We already know the three core modules of Hadoop: HDFS, MapReduce, Yarn.
What is MapReduce?
MapReduce is a programming model for parallel computing of large scale datasets, the main idea being map (map) and reduce (simplification).
The idea and inspiration for MapReduce comes from functional programming, where map performs operations or functions on each element of the list. For example: Executing the Multiple-by-two function on a list [1,2,3,4] produces another list [2,4,6,8], and when executed, the original list is not changed. Functional programming believes that data should be kept immutable to avoid sharing data among multiple processes or threads. This means that although this function is simple, it can be executed concurrently on the same list by two or more threads, without affecting each other, because the list itself has not been changed.

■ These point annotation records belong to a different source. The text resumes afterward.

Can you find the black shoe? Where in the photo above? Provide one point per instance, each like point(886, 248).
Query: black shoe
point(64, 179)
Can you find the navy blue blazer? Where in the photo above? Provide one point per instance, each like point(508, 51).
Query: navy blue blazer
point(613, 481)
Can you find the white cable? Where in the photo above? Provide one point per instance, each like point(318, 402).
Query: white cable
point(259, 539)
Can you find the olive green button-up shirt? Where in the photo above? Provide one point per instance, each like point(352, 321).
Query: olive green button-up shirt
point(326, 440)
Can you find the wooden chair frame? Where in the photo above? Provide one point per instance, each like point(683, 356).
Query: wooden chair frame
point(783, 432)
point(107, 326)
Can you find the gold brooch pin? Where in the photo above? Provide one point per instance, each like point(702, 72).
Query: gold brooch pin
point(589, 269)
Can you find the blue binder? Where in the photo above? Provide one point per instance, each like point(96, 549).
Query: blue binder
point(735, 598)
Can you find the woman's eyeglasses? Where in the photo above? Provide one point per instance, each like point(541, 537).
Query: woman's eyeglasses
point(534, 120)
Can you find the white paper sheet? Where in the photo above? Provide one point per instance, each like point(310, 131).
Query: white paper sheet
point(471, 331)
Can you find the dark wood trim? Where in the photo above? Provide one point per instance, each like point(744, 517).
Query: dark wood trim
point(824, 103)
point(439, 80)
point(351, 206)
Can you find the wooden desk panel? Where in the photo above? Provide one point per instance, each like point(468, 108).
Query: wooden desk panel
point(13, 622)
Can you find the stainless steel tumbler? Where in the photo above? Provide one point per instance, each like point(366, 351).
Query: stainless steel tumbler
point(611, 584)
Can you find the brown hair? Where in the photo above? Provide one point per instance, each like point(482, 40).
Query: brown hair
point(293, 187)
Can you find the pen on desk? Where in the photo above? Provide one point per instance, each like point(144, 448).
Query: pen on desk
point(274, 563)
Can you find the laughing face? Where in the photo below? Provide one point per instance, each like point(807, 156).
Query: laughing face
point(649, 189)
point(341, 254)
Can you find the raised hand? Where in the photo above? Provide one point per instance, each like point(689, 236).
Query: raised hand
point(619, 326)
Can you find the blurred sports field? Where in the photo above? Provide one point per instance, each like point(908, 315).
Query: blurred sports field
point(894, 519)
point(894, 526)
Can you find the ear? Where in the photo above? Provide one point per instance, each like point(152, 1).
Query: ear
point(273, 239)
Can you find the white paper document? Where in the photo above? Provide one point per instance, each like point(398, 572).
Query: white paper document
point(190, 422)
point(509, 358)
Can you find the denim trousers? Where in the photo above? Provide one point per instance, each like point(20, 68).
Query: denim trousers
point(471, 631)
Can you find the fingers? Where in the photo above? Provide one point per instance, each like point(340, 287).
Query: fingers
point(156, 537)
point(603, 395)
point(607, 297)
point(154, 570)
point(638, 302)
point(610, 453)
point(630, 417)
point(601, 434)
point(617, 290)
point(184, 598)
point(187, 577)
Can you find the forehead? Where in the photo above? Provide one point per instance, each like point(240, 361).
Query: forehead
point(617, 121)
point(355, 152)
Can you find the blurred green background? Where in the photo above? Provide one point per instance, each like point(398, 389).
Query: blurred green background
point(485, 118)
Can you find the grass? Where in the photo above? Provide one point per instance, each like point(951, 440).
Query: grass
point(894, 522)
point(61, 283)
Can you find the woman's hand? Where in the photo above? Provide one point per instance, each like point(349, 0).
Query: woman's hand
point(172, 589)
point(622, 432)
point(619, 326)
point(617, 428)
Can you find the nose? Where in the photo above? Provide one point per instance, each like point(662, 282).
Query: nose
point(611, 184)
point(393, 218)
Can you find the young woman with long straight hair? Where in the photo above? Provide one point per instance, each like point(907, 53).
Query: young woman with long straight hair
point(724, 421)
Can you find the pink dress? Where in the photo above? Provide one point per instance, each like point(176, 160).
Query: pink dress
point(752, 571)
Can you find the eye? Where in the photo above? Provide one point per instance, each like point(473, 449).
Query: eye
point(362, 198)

MapReduce is used for parallel computation of massive amounts of data, which requires the assignment of work to a large number of machines, and data synchronization between data nodes makes the system inefficient and unreliable if data is shared between the components. In fact, the data element on MapReduce is immutable, and even if the change does not feed back to the input file, the communication between nodes occurs only when the new key-value pair outputs, and Hadoop passes the output key-value pairs to the next stage.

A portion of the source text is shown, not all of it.